There is a sense in which our lives are open for inspection by the world in the here and now. But there is also a sense in which our lives will be open for inspection by the Lord in the then and there, when we stand at last before the Judgment Seat of Christ. If you and I have built upon the foundation of our faith so that we will be effective and productive in our work for the Savior, then, as Peter concludes in verse 11, “an entrance will be supplied to you abundantly into the everlasting kingdom of our Lord and Savior Jesus Christ.”
The words “for so an entrance will be supplied to you abundantly” in the NKJV are translated “you will receive a rich welcome” in the NIV. Peter used the same word, epichorēgeō, that we found earlier in the command to “add to your faith” (2 Pet 1:5 NIV). However, this time it is in the passive voice. A rich entrance will be supplied or added by God for the believer who added to his faith the character qualities Peter outlines. What he is suggesting is that if you are lavish in how you build your life for Him, then He will be extravagant in the reward He gives to you.
My Dad went home to be with Jesus on March 24, 2013. He was 86 years old.
Shortly before the second anniversary of his “graduation to glory,” I called my mom and reminisced a bit. It took her by surprise when I steered our conversation to “the house that Pat built” during their first year of marriage.

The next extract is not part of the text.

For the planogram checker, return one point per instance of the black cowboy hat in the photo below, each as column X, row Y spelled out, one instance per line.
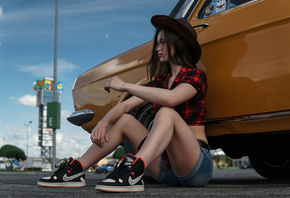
column 182, row 28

She could not believe that I even remembered it. I was still pretty much a toddler when we moved a couple of years later about fifteen miles away to North Plainfield, NJ, where I eventually graduated from high school.
We talked about the professional—almost phenomenal—quality of my dad’s work. He took it seriously, just as he did his faith in Christ.
He was not at all ineffective or unproductive as a Christian man, husband, father, business man, and church worker. He stuck to the Divine blueprint, and relied on Divine power as he built upon the foundation of his faith in Jesus Christ.
When he is summoned to the Bema, and his life work will be tested, I suspect that he will bask in the applause of crucified hands, and revel in a lavish reward accompanied by the divine accolade, “Well done, good and faithful servant.” And I will cheer for him.
1 Editor’s note: Another option is that “make your call and election sure” concerns not showing others that you are born again, but confirming to yourself and others that you will be chosen to rule with Christ and to have the abundant entrance reserved for believers who overcome. In his commentary on 2 Peter Zane Hodges says, “Peter wishes his readership to produce in their lifestyle appropriate verification that they are “royal” people, destined for high honor in the coming kingdom of God…They shall prove themselves ‘chosen’ for divine reward” (Second Peter: Shunning Error in Light of the Savior’s Return, p. 31).